From: Jim Allan (jallan@smrtytrek.com)
Date: Sat Dec 27 2003 - 00:01:10 EST

  • Next message: Jungshik Shin: "Re: Ancient Northwest Semitic Script"

    Mark E. Shoulson wrote:

    > This is a particularly cogent point. The Mishna (c. 1st century C.E.)
    > does explicitly distinguish between Paleo-Hebrew and Square Hebrew
    > (tractate Yadayim 4:5). That's not a font-difference, that's a
    > script-difference, I think.

    There were no such things as fonts in the 1st century C.E. So it would
    have to be a script-difference. But what is a "script"?

    "Script", as I pointed out previously, is a word of wide meaning. The
    difference between Paleo-Hebrew and Square Hebrew is a script
    difference. But the word "script" is also used for different varieties
    of the Square Hebrew script. Check in Google for ["rashi script"] or
    ["ari script"] . There is a two-volume book:
    _Specimans of Medieval Hebrew Scripts_ by Malachi beit Arie. See
    http://www.bookgallery.co.il/content/english/static/book8177.asp

    Check also in Google for ["italic script"], ["uncial script"],
    ["blackletter script" OR "black letter script"].

    We are talking about exactly the same alphabet (or abjad) here,
    twenty-two letters in the same order with identical meaning originating
    from the same sources recording the identical text with identical spelling.

    Compare the gradual change from blackletter "scripts" to Antiqua style
    Latin characters (including the italic script) in Renaissance and
    post-Renaissance Europe. This is similar to the change from Phoenician
    style to Aramaic style.

    > This is the other really significant point: Semitic scholars may all
    > agree, but all the world is not Semitic scholarship, and non-{Semitic
    > scholars} have to be satisfied as well. Since the Semitic scholars
    > are also getting what they want, where's the harm in encoding more
    > alphabets?

    Who are these non-scholars who want the Palmyrene script (for example)
    to be encoded separately from other Aramaic scripts? Who are the
    scholars who want this?

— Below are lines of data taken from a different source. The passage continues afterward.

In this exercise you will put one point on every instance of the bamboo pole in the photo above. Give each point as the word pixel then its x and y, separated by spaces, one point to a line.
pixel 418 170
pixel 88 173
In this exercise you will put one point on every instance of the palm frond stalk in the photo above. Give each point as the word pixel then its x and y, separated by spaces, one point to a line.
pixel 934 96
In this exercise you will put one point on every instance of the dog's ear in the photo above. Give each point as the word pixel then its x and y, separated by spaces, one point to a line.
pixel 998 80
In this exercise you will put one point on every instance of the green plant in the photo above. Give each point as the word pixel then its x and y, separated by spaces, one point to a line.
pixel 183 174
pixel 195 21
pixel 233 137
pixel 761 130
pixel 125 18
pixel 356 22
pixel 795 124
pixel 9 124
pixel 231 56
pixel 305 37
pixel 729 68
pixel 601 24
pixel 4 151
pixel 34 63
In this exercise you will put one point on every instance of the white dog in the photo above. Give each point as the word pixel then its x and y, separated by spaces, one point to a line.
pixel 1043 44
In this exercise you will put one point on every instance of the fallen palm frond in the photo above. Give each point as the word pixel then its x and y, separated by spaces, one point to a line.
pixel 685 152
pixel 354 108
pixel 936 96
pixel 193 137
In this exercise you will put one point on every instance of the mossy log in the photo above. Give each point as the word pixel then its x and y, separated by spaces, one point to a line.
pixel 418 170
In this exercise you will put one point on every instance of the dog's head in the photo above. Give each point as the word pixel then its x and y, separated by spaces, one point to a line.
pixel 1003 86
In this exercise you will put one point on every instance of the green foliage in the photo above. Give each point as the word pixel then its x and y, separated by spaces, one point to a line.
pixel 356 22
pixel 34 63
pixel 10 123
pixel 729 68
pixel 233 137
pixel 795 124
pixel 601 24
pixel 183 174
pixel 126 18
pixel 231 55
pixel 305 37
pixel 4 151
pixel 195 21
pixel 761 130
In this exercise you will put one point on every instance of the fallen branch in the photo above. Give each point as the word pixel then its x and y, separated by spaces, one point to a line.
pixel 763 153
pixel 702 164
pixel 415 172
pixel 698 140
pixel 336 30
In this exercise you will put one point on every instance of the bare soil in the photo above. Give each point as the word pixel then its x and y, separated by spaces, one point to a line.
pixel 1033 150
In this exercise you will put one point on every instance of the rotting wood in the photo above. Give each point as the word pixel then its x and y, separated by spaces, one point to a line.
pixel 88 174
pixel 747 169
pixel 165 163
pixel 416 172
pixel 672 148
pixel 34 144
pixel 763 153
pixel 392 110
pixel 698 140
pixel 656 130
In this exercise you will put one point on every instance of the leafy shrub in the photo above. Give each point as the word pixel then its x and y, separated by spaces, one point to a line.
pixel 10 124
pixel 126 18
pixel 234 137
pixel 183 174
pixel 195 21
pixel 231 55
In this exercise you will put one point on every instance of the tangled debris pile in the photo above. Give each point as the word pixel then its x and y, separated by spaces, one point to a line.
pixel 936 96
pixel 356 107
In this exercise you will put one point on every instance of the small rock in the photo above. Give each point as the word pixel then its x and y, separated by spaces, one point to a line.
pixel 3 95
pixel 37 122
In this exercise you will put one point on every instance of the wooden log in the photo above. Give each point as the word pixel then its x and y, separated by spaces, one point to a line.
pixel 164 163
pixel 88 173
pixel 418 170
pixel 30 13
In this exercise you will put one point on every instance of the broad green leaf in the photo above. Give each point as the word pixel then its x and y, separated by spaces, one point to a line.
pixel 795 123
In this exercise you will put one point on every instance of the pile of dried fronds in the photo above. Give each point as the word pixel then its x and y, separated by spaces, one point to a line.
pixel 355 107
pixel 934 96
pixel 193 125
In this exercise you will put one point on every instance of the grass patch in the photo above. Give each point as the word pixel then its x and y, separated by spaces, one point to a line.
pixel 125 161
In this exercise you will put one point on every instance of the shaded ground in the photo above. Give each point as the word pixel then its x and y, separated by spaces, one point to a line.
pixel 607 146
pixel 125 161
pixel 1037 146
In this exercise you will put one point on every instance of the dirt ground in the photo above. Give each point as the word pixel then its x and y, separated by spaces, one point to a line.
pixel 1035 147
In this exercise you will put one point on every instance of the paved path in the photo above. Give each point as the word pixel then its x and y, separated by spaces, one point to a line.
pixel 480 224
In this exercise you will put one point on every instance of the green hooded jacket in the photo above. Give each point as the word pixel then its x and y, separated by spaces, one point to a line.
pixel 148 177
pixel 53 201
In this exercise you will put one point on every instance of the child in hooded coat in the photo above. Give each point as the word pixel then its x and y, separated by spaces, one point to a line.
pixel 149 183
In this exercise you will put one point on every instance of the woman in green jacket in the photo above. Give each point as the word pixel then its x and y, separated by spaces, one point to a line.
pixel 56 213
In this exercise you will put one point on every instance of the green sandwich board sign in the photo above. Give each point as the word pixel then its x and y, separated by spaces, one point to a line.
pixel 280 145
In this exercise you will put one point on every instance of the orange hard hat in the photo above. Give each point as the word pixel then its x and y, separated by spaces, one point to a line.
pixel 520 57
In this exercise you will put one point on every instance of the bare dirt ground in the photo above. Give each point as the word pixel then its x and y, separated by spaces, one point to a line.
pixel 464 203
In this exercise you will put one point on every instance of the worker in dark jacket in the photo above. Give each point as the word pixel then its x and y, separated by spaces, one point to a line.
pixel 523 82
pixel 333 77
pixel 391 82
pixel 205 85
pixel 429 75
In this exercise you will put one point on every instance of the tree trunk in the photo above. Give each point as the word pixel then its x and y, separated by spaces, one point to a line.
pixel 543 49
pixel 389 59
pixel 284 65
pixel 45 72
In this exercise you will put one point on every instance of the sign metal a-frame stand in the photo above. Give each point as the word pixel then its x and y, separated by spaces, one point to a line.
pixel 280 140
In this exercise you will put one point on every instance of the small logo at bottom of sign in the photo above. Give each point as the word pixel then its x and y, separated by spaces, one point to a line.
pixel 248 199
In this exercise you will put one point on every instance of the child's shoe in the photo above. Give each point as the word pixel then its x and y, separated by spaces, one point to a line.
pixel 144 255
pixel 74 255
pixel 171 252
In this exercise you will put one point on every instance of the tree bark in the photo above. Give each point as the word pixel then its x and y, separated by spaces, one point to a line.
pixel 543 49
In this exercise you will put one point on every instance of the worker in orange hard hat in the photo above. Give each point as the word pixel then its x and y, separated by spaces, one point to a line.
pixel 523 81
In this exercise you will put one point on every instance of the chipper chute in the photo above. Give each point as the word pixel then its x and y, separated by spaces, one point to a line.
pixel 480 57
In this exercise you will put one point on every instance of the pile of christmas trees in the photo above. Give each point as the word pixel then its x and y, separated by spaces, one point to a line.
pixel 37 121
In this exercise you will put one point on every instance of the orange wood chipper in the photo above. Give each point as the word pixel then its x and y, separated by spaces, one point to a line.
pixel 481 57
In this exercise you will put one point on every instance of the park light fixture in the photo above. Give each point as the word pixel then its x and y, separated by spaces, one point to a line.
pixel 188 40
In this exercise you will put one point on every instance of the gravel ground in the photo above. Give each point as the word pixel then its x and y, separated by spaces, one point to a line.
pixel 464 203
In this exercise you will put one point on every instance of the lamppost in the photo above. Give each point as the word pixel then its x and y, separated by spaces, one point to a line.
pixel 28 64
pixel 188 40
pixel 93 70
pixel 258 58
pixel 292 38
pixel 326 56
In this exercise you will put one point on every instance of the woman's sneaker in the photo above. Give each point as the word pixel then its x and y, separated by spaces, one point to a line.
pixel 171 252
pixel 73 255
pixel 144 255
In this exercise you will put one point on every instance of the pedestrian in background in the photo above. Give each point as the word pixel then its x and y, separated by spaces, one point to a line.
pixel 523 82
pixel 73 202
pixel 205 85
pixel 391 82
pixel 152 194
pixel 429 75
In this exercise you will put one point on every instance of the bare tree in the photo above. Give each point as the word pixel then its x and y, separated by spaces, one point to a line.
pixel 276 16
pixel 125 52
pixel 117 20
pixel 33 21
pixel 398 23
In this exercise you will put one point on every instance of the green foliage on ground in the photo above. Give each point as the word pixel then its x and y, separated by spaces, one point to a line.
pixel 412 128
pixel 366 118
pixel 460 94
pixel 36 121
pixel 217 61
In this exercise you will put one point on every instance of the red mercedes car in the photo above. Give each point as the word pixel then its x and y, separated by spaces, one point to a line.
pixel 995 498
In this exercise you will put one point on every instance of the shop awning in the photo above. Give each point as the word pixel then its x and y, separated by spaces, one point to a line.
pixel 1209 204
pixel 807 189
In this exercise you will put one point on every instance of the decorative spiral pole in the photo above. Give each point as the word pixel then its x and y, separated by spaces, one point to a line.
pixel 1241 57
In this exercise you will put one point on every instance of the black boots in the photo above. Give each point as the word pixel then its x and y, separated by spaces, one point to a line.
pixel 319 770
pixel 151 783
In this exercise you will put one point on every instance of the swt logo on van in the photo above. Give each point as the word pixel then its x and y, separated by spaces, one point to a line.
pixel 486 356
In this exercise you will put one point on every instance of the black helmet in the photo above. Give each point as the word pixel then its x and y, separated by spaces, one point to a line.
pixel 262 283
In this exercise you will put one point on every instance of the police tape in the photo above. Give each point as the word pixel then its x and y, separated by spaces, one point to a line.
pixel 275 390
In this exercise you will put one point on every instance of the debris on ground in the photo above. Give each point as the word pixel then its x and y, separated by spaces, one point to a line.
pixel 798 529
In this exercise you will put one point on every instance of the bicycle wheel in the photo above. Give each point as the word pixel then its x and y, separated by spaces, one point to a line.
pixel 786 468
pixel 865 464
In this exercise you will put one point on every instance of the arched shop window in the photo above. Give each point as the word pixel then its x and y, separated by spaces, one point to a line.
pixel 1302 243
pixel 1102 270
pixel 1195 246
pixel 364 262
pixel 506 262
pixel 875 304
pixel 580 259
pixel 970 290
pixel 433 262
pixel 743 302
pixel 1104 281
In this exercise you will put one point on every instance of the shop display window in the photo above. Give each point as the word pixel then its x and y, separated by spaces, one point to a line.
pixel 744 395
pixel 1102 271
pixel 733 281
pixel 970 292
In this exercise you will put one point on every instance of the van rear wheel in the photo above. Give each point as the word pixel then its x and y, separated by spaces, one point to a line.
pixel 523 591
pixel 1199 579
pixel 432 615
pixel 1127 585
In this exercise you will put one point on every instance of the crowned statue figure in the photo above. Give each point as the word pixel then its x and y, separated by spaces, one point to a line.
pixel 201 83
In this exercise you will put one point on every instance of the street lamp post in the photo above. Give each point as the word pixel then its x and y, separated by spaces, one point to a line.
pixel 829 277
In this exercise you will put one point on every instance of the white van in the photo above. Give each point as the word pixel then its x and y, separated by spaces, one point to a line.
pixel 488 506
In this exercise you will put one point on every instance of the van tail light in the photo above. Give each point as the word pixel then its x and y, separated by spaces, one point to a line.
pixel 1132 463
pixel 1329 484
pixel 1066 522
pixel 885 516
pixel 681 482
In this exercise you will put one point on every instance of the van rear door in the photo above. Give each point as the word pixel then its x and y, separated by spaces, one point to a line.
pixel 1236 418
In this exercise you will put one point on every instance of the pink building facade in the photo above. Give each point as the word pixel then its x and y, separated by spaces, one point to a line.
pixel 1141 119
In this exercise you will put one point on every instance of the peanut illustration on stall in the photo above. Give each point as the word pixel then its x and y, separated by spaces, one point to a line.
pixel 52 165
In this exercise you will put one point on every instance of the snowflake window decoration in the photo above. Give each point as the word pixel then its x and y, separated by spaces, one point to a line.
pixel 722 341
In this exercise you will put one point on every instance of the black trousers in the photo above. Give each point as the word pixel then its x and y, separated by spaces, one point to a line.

How many persons in the world want Palmyrene to
    be encoded separately? As many as fifty? Or is there just Michael Everson?

    There may be some such scholars, and if so I would like to hear the
    arguments they would bring forth. I'm willing to be convinced by
    arguments. I'm not an *expert* in Aramaic scripts. There aren't that
    many who are.

    As to harm, where's the harm in encoding Japanese kanzi separately, or
    Latin uncial, or a complete set of small capitals as a third case?
    Where's the harm in encoding Latin Renaissance scripts separately?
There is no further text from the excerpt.